Het bovenstaande betekent dat de in artikel 36, eerste lid, aanhef en onder b, van de Wwb genoemde voorwaarde ‘geen inkomsten in verband met arbeid heeft ontvangen’ in het geval van eiser wegens strijd met artikel 26 van het IVBPR buiten toepassing moet worden gelaten.
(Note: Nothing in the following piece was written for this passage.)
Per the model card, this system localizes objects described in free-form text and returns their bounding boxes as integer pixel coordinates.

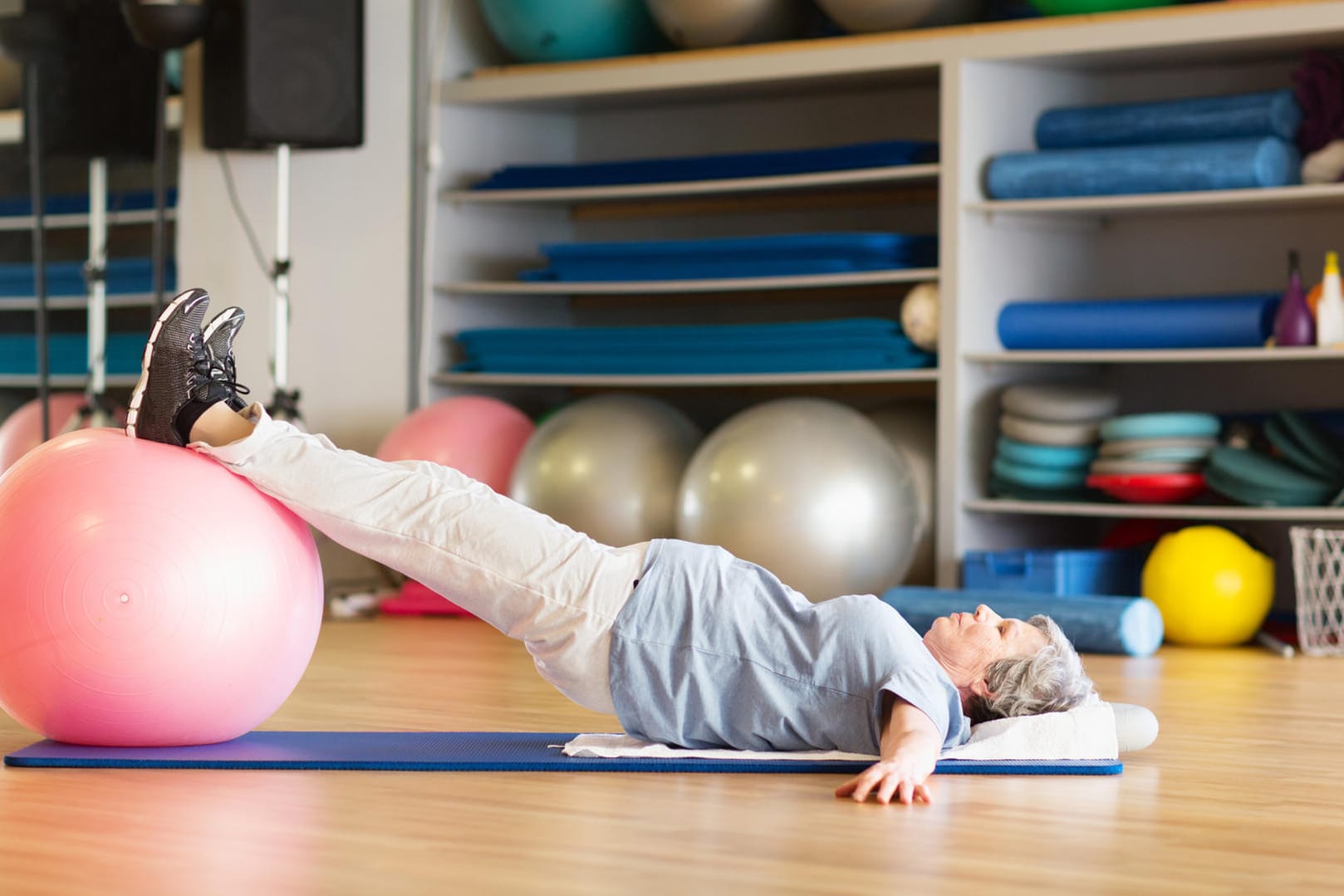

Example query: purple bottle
[1274,252,1316,348]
2.8 Uit het voorstaande vloeit voort dat verweerder rechtens bezien gehouden was de genoemde voorwaarde in het bestreden besluit buiten toepassing te laten. Na dat niet is gebeurd, dient het bestreden besluit te worden vernietigd. Verweerder zal met inachtneming van deze uitspraak een nieuw besluit op het bezwaar van eiser dienen te nemen.
2.9 Nu het beroep gegrond wordt verklaard, dient het griffierecht aan eiser te worden vergoed. Tevens zal de rechtbank verweerder veroordelen in de proceskosten van eiser, die op basis van het Besluit proceskosten bestuursrecht worden vastgesteld op het hieronder opgenomen bedrag.
verklaart het beroep gegrond en vernietigt het bestreden besluit;
draagt verweerder op een nieuw besluit te nemen op het bezwaarschrift met inachtneming van deze uitspraak;
gelast dat de gemeente Tilburg aan eiser het door hem betaalde griffierecht van € 38,- vergoedt;
veroordeelt verweerder in de proceskosten van eiser tot een bedrag van € 322,-, te betalen door de gemeente Tilburg.
Deze uitspraak is gedaan door mr. L.P. Hertsig, rechter, en in aanwezigheid van E.C. Petrusma, griffier, in het openbaar uitgesproken op 20 oktober 2006.
Tegen deze uitspraak kunnen partijen en andere belanghebbenden hoger beroep instellen bij de Centrale Raad van Beroep, Postbus 16002, 3500 DA Utrecht.
De termijn daarvoor bedraagt zes weken en vangt aan op de dag na verzending van deze uitspraak.